Viviendo bajo el mismo techo, no se atrevía ni a mirar a esa persona, temiendo que sus pensamientos fueran descubiertos. Echar un vistazo furtivo se sentía como ser un ladrón; encontrarse con la mirada del otro traía una alegría que generaba una culpa dolorosa.

Se advirtió repetidamente a sí mismo que ella era la prometida de otra persona ahora, su hermana, pero por primera vez en su vida, su corazón estaba completamente fuera de su control.

Xu Qinghuan salió con el pelo secado con toalla cuando escuchó un golpe en la puerta. La abrió y encontró a Jiang Xingye.

—Hay algunos dibujos que necesito que veas —dijo Jiang Xingye tomando la toalla de las manos de Xu Qinghuan para secarle el pelo.

Xu Qinghuan se sentó en el sofá y miró los muebles diseñados por Jiang Xingye, dibujados en papel.
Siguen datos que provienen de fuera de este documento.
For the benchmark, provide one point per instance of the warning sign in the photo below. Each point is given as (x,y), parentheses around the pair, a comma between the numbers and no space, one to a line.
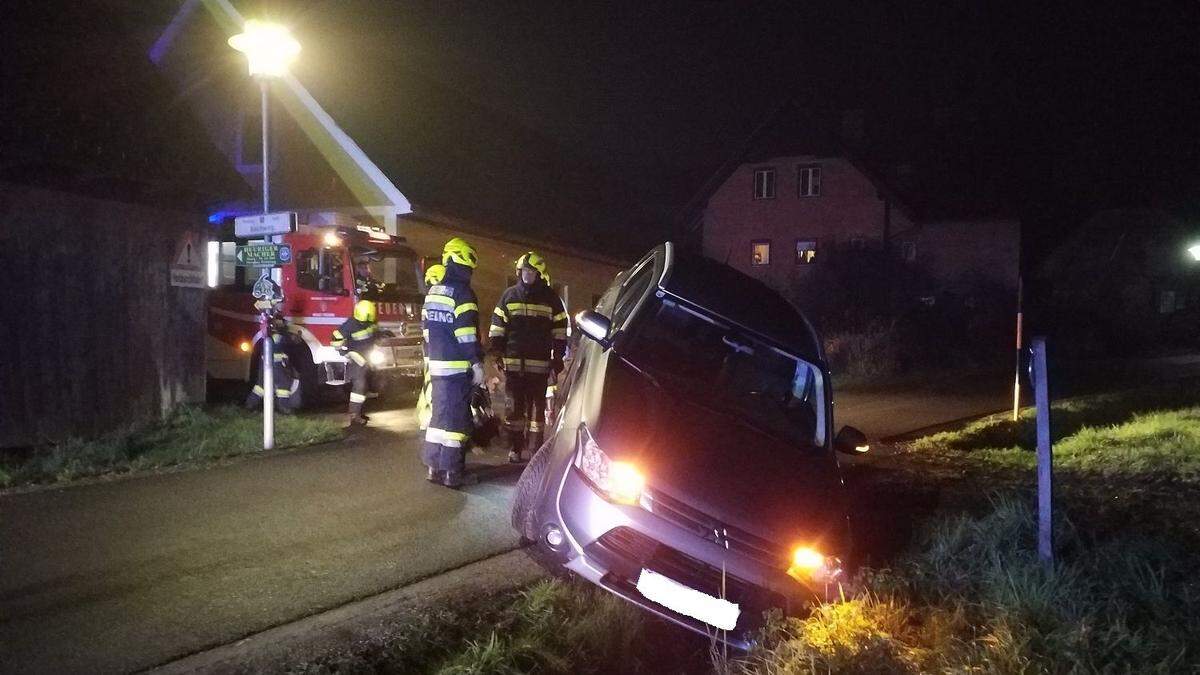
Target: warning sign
(187,270)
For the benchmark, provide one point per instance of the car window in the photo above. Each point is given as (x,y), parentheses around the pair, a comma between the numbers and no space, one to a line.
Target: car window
(719,366)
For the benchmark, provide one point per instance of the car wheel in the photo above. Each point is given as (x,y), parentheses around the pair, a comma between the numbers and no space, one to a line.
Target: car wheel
(528,488)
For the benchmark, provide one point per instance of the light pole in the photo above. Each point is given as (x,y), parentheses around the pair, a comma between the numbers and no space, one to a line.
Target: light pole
(269,48)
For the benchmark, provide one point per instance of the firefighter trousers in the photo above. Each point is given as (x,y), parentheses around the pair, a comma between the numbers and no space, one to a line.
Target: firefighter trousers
(287,389)
(528,394)
(448,435)
(357,375)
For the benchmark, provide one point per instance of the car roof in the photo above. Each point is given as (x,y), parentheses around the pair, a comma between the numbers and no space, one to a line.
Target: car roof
(738,298)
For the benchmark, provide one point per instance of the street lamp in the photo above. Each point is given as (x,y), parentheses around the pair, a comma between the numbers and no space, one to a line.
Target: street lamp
(269,48)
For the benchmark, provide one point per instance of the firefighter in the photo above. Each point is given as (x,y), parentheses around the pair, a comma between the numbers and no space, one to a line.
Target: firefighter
(528,335)
(433,276)
(287,381)
(355,338)
(450,321)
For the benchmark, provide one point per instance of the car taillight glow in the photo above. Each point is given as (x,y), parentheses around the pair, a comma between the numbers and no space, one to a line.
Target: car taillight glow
(618,481)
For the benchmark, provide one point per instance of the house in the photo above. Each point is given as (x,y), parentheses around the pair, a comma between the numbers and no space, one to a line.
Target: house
(799,197)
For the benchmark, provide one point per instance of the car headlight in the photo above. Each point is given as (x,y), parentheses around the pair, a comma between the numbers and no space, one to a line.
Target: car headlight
(617,481)
(810,565)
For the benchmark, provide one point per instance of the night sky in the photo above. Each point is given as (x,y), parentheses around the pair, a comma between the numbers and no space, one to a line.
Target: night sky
(1077,105)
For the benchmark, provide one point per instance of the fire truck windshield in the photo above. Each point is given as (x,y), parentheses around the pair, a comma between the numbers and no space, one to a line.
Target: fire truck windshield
(389,275)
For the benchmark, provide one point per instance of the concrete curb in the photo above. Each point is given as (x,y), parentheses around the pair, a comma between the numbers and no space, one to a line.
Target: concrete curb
(371,619)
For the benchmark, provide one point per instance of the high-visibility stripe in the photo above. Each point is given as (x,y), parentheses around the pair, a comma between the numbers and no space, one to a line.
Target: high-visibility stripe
(449,368)
(431,299)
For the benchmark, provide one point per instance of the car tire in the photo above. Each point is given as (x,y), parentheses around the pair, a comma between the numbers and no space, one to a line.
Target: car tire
(528,488)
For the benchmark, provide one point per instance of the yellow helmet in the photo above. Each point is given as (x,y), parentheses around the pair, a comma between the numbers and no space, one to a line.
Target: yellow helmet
(461,252)
(435,274)
(364,311)
(534,261)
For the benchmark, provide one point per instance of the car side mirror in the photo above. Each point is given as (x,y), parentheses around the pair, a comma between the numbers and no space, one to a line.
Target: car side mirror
(851,441)
(595,326)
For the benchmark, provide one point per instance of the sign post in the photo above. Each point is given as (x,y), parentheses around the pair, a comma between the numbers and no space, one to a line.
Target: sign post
(1045,452)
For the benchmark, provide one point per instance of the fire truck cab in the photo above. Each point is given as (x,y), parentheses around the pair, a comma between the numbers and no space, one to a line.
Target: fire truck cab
(331,268)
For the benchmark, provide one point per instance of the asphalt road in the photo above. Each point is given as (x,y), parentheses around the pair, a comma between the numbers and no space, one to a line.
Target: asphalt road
(127,574)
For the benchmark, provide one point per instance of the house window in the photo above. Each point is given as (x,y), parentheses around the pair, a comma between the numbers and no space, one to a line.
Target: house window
(760,252)
(808,180)
(765,184)
(805,251)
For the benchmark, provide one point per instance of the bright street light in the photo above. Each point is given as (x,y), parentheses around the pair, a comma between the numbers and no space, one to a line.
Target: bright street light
(269,48)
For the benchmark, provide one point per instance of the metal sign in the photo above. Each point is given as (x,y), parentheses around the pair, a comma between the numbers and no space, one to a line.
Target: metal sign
(264,255)
(264,225)
(265,288)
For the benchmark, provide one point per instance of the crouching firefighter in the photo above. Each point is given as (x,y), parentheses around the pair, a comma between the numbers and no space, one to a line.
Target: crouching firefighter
(450,321)
(528,335)
(433,276)
(287,380)
(354,339)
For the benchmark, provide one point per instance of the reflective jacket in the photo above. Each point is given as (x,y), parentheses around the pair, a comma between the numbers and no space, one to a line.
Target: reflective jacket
(357,336)
(450,323)
(529,328)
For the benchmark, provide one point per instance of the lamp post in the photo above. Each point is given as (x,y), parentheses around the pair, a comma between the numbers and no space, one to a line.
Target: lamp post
(269,48)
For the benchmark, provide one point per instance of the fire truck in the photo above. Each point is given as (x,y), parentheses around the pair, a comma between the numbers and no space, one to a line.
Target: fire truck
(331,268)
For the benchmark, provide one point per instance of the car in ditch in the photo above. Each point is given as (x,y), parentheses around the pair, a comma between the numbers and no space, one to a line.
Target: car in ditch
(691,467)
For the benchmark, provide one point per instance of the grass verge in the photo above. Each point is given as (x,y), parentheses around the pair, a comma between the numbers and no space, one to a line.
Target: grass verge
(550,627)
(190,436)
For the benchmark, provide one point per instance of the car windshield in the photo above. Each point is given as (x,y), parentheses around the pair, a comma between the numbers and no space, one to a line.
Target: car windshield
(388,275)
(724,369)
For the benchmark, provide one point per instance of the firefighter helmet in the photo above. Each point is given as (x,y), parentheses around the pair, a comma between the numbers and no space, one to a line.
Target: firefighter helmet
(435,274)
(461,252)
(535,262)
(364,311)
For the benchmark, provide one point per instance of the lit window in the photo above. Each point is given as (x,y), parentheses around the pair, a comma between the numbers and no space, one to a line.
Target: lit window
(765,184)
(760,252)
(805,251)
(808,180)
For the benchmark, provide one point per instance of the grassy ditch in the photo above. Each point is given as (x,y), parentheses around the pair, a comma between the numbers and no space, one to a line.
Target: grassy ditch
(190,436)
(550,627)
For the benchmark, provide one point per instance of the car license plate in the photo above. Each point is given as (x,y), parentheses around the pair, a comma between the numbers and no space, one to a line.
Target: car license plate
(672,595)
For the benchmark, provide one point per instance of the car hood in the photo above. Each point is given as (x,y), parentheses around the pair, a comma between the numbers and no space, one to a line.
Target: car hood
(721,466)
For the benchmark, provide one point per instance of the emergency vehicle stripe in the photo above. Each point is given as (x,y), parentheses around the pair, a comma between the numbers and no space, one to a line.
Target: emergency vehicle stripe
(431,299)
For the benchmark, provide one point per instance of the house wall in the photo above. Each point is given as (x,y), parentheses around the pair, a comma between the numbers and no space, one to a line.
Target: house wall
(95,336)
(849,207)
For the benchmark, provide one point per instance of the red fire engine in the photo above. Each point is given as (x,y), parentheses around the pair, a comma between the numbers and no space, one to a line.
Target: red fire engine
(331,268)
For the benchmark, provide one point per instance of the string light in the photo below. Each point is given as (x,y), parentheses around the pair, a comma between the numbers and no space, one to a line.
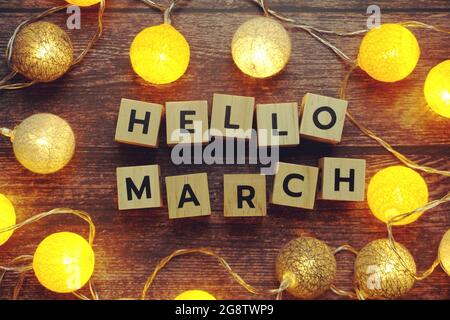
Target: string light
(42,52)
(7,218)
(261,47)
(379,272)
(394,191)
(437,89)
(160,54)
(64,262)
(444,252)
(83,3)
(308,265)
(43,143)
(195,295)
(389,53)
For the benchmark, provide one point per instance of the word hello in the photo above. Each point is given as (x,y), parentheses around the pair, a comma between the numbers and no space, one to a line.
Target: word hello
(187,127)
(278,125)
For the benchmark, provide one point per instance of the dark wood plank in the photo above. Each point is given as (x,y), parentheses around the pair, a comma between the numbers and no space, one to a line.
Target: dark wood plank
(130,243)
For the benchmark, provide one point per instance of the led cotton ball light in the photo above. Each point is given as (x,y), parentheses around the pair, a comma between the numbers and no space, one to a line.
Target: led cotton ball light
(83,3)
(444,252)
(195,295)
(380,273)
(64,262)
(394,191)
(160,54)
(42,51)
(389,53)
(7,218)
(261,47)
(437,89)
(309,265)
(43,143)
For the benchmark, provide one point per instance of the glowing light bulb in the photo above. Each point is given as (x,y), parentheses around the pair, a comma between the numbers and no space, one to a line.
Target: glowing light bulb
(379,272)
(43,143)
(83,3)
(444,252)
(195,295)
(42,52)
(437,89)
(261,47)
(160,54)
(7,218)
(64,262)
(394,191)
(309,266)
(389,53)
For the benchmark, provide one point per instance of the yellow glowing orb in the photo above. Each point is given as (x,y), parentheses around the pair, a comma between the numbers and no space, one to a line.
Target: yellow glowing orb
(7,218)
(43,143)
(389,53)
(437,89)
(160,54)
(394,191)
(195,295)
(261,47)
(83,3)
(64,262)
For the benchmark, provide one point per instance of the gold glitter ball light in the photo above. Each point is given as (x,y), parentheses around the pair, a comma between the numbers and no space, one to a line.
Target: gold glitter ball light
(42,52)
(389,53)
(43,143)
(309,265)
(379,273)
(261,47)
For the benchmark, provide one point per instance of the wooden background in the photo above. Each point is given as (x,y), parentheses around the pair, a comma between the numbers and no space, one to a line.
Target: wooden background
(130,243)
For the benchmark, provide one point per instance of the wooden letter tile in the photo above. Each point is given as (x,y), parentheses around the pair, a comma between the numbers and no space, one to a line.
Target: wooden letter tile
(342,179)
(322,118)
(278,124)
(138,123)
(295,185)
(232,116)
(188,196)
(244,195)
(187,122)
(138,187)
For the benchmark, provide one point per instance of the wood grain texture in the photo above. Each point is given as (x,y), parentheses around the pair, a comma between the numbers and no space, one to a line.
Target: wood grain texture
(130,243)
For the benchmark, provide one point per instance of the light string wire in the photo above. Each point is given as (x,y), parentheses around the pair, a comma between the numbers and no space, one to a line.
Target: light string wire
(4,85)
(22,264)
(334,288)
(205,251)
(391,222)
(317,34)
(313,31)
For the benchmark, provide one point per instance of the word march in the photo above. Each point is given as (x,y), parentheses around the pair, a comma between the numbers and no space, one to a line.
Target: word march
(319,118)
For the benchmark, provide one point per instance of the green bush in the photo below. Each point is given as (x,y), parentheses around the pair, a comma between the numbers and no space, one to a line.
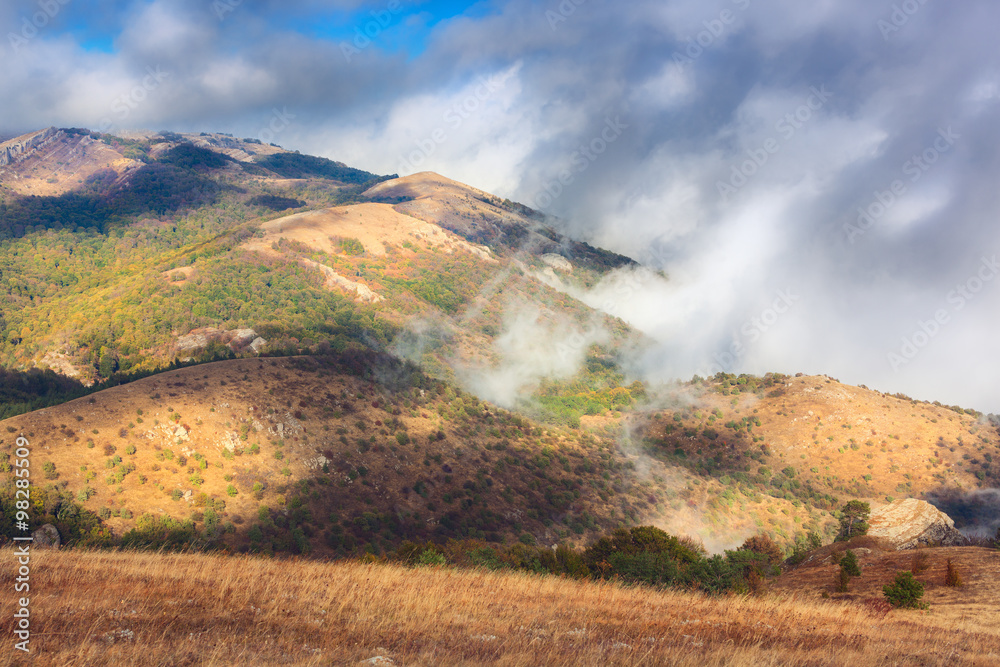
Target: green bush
(849,564)
(905,592)
(853,520)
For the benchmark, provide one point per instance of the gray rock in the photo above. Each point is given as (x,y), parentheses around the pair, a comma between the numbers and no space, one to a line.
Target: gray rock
(910,523)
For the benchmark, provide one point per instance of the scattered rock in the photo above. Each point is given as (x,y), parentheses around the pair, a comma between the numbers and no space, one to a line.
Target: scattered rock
(46,537)
(238,340)
(909,523)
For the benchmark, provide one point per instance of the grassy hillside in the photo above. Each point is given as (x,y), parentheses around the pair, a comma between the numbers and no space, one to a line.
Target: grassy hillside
(198,609)
(103,274)
(329,455)
(817,443)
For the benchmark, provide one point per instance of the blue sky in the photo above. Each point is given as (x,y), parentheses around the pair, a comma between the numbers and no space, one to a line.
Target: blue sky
(835,160)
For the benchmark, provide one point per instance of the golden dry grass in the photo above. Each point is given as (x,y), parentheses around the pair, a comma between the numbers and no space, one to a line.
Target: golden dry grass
(119,608)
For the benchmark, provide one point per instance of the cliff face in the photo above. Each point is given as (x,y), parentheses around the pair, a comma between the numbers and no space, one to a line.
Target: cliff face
(910,523)
(20,147)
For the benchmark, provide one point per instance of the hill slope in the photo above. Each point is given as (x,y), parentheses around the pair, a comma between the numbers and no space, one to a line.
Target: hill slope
(193,609)
(148,243)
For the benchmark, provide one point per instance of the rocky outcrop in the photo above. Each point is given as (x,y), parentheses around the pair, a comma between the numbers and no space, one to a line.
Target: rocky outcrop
(910,523)
(335,280)
(19,148)
(238,340)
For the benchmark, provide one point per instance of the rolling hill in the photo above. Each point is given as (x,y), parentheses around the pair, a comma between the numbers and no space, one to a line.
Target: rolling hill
(139,246)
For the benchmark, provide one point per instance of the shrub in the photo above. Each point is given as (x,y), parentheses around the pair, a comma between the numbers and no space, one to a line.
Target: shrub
(919,562)
(905,592)
(849,564)
(853,520)
(763,544)
(952,577)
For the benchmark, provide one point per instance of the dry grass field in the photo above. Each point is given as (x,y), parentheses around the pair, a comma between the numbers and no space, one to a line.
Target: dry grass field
(121,608)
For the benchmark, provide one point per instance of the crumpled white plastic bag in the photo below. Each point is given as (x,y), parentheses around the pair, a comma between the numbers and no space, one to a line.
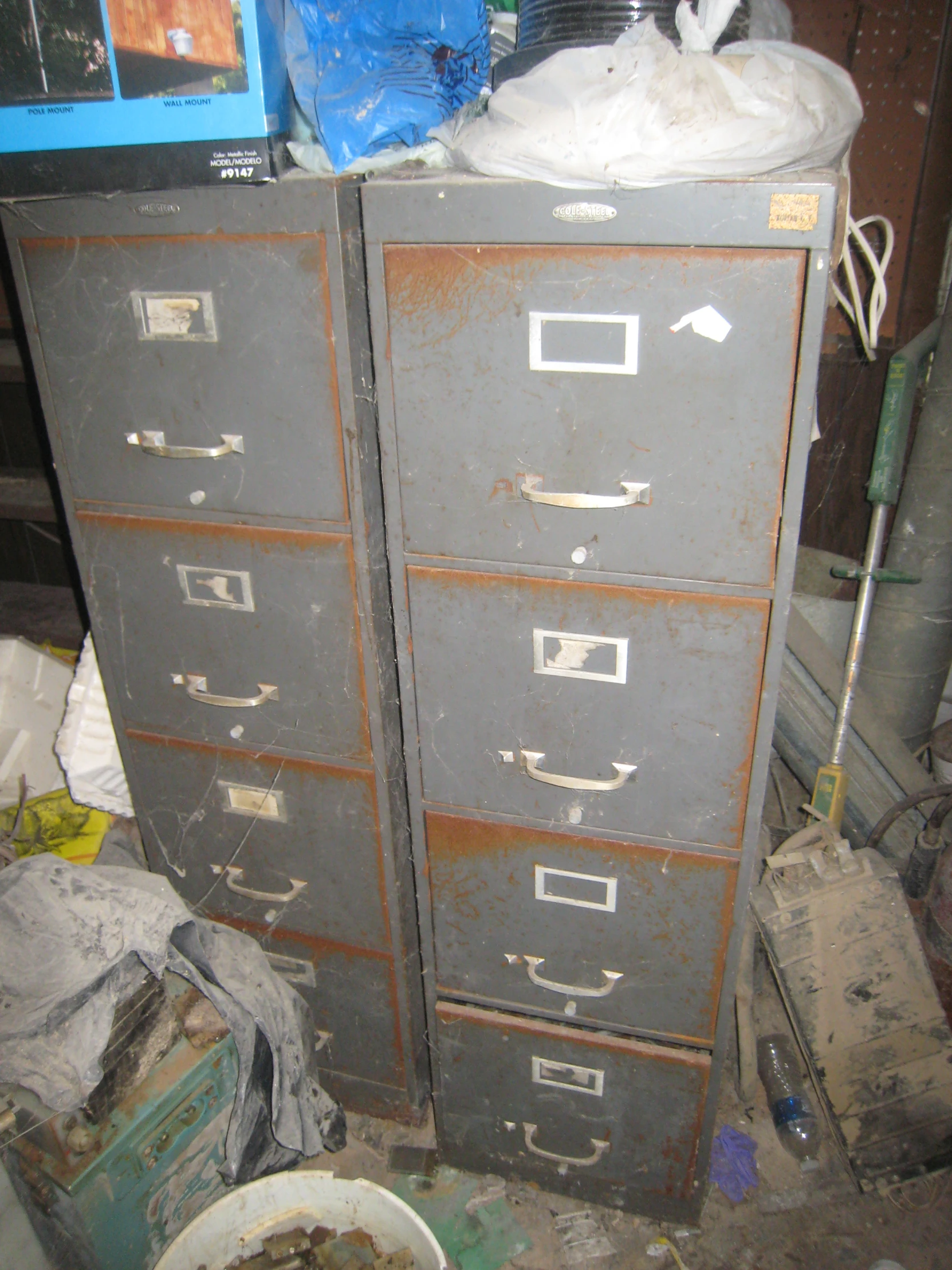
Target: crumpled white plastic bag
(640,113)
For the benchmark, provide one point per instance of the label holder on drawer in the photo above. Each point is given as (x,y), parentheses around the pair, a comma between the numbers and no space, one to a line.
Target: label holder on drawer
(568,1076)
(627,366)
(175,315)
(545,877)
(573,654)
(258,804)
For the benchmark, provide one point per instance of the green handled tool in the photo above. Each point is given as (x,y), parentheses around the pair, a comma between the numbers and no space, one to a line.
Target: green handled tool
(831,790)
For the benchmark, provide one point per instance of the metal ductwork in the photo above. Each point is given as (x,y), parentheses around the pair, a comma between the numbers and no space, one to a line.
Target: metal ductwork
(909,647)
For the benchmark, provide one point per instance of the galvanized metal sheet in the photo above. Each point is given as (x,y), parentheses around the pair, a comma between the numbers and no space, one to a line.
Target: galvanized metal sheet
(230,613)
(596,1115)
(524,373)
(262,838)
(524,918)
(183,336)
(683,715)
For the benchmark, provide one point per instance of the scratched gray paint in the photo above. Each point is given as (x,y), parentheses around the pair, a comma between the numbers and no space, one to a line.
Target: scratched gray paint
(329,817)
(705,424)
(648,1112)
(300,638)
(267,378)
(685,716)
(667,935)
(384,1066)
(353,1001)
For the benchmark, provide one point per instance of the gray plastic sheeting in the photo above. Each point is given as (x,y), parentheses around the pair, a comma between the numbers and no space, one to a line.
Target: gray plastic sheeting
(77,940)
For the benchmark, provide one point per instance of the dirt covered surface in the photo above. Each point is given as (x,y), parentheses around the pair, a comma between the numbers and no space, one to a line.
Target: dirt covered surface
(818,1221)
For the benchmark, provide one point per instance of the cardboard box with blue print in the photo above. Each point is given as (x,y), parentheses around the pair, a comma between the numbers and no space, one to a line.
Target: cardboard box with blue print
(136,95)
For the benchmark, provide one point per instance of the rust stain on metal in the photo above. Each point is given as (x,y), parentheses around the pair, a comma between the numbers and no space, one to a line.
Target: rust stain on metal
(259,759)
(456,283)
(456,844)
(455,579)
(324,275)
(301,540)
(451,1012)
(316,944)
(135,240)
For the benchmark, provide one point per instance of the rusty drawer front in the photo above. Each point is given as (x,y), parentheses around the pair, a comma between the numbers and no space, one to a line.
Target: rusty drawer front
(493,384)
(584,911)
(666,681)
(183,336)
(239,609)
(305,837)
(620,1115)
(352,996)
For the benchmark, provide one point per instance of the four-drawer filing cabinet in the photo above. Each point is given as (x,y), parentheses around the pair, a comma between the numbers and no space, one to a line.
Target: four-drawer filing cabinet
(595,418)
(203,362)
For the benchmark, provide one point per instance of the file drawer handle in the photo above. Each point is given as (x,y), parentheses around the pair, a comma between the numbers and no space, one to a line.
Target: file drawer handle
(598,1143)
(533,963)
(197,687)
(533,759)
(233,875)
(154,444)
(634,493)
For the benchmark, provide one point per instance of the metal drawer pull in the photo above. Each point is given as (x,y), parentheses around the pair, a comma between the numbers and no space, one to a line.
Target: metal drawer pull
(154,444)
(197,687)
(574,783)
(598,1143)
(532,965)
(267,897)
(634,493)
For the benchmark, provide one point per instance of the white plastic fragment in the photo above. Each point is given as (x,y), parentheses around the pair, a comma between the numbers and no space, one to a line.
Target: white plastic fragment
(33,689)
(706,322)
(86,742)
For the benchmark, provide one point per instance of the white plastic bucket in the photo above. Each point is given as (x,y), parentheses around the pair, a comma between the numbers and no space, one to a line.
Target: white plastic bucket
(238,1222)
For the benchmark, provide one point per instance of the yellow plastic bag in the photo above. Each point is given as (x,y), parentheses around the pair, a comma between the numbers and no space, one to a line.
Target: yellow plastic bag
(54,822)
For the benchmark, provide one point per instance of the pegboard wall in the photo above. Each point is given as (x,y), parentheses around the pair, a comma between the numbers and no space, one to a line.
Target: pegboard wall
(892,51)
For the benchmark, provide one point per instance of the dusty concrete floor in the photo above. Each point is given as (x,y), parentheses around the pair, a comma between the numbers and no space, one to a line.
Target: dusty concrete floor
(794,1221)
(816,1221)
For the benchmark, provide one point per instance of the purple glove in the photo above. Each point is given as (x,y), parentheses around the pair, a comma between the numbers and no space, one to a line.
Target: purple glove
(733,1165)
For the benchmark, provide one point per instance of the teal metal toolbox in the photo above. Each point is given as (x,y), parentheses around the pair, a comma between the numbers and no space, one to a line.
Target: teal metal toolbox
(108,1186)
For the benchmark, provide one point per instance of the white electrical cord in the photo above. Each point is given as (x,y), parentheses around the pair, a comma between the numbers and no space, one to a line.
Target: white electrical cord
(868,330)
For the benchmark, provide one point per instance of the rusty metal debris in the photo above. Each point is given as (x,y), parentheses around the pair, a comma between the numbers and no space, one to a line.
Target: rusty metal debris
(322,1249)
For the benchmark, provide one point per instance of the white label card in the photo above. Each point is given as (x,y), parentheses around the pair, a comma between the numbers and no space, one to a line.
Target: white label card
(578,891)
(261,804)
(568,1076)
(216,589)
(585,343)
(580,657)
(175,315)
No se podía decir que estos fueran obras de alguien que nunca aprendió a dibujar.

Solo se podía decir que el talento de esta persona era realmente fuerte.

Los muebles que diseñó parecían bastante prácticos. Sin embargo, limitado por su perspectiva actual, carecía de algunos de los elementos de moda de las épocas futuras.

—Las mentes de las personas están atrapadas ahora; están algo confundidas. Todas las tradiciones pasadas fueron derrocadas, mientras que las ideas extranjeras fueron etiquetadas como reaccionarias y también derrocadas. Pero después de estar atrapados durante mucho tiempo, habrá una búsqueda de libertad;

El resultado de la libertad es que cualquier cosa nueva será aceptada. Mi sugerencia es añadir algunos elementos externos a los muebles existentes. ¿Qué opinas?

Jiang Xingye la ayudó a secarse el pelo fuera del reposabrazos del sofá, se sentó a su lado:

—Si tú dices que está bien, está bien.

—¿Entonces puedo hacer algunos cambios?

—Mmm, hazlos.

Con unas pocas pinceladas, Xu Qinghuan lo revisó, incorporando un estilo de muebles fresco que combinaba simplicidad con peso, rústico pero elegante, lo que impresionó mucho a Jiang Xingye.